A few days later, the U.K. Sustainable Development Commission published its annual assessment of the progress government had made on its own sustainability targets. Poor, is the short version, with two-thirds of government departments not on track to hit their CO2 reduction targets, and not much progress over similar dismal showings in previous years. Commission Chair Jonathon Porritt declared the assessment “so depressing I hate having to comment on it,” and another case of the government’s “systemic hypocrisy,” aka, “criticizing everyone else but barely lifting a finger oneself.”

This last remark now sounds prophetic given the latest ruse, in which Britain is lobbying the E.U. to change the rules governing renewable energy targets to make it easier for the U.K. to fulfill its commitment. We’re so far behind, it seems, that we want investments made overseas in renewables to count towards our targets. Impressive stuff.

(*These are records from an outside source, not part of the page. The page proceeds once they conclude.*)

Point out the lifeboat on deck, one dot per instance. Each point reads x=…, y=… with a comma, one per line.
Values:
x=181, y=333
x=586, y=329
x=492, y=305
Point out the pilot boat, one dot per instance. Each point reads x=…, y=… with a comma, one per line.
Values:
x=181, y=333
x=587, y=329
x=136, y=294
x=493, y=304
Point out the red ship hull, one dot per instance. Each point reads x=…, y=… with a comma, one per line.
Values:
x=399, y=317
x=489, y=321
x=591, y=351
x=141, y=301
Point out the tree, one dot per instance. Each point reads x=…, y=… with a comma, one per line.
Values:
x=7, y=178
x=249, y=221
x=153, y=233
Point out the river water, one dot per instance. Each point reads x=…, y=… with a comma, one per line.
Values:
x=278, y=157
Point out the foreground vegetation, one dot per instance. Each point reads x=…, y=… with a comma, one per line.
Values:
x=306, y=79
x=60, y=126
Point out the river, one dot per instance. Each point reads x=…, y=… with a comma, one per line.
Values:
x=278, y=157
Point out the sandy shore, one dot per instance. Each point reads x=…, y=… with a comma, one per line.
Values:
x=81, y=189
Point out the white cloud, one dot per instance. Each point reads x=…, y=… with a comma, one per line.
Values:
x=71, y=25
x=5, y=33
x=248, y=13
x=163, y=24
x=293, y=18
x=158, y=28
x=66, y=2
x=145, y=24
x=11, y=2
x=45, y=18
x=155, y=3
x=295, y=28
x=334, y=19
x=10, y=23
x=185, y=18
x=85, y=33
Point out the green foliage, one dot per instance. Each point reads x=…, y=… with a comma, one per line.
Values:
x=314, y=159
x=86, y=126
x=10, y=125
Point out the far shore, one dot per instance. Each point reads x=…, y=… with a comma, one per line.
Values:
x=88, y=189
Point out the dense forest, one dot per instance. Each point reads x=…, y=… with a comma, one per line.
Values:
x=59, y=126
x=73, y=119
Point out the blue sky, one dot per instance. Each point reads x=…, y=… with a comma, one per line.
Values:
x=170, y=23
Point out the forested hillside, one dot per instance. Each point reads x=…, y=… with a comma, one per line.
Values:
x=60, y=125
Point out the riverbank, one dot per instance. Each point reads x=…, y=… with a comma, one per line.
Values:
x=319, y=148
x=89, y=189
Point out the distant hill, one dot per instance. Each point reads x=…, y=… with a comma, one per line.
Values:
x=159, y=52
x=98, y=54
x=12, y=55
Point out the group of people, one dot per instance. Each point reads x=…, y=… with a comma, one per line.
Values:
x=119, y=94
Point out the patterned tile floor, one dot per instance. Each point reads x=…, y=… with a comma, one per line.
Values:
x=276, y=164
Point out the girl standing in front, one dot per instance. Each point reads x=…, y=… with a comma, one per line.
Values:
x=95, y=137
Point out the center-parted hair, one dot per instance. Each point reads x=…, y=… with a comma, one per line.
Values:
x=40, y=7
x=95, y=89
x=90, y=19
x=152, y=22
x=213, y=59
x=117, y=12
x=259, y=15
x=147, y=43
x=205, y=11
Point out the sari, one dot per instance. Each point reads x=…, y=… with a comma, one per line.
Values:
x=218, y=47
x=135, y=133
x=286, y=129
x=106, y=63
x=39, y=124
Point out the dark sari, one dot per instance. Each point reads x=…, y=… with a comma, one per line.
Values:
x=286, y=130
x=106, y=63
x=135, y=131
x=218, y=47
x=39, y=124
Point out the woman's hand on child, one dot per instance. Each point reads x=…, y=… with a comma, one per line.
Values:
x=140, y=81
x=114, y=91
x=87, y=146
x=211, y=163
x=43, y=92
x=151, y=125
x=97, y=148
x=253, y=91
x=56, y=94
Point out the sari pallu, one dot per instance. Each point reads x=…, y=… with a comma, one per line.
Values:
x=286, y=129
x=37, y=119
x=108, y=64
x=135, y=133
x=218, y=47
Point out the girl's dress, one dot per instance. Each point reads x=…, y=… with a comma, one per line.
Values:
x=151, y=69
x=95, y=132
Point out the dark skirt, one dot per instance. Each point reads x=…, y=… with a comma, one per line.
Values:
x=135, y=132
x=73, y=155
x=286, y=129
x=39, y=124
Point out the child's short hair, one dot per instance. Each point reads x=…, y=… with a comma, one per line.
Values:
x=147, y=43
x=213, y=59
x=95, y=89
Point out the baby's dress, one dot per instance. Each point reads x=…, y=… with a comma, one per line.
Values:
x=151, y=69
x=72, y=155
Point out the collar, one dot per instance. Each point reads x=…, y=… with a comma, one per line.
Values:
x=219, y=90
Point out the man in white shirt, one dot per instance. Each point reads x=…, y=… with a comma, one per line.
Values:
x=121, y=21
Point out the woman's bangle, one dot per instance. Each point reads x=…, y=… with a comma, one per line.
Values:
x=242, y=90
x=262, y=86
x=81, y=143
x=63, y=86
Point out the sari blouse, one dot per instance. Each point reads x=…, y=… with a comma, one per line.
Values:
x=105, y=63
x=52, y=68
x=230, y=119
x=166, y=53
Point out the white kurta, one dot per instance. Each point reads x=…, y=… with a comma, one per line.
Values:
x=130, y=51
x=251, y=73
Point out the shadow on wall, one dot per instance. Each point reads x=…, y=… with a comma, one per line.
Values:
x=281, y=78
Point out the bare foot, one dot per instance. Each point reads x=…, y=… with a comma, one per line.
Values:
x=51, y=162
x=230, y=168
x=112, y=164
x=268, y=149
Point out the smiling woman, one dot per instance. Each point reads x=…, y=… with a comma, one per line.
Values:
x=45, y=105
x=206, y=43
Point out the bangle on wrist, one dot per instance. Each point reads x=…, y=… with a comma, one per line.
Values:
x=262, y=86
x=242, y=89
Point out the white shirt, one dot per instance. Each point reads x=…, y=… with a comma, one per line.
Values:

All a bit embarrassing, you might think. But even a track record as uninspiring as this can be reinterpreted as a platform for future greatness if you have enough self-belief. Along with his ambition to become E.U. president, Tony Blair is now easing himself into a role as the world’s climate change envoy, a move which has attracted some skepticism in the U.K. Blair, remember, is the man who said last year that he wouldn’t be cutting down on his long-haul flying and thought it was “a bit impractical” for the public to do it, either.

Any real leadership on climate change is to be welcomed, but the question is whether a leader so steeped in the idea of material consumption as the path to progress is a credible candidate to take us back from the brink. New Labor has always seen the environmental degradation that comes with affluence as an irritating side effect of a basically sound approach, and waits for a technical fix rather than considering the possibility that it might be a fundamental commentary on the way we live. Let’s hope that Blair can find a formula that gives him a more compelling legacy on climate change.

For now, Darling’s budget shows that, for this government, once again, tackling the greatest challenge facing humanity will just have to wait until it’s more convenient — or too late.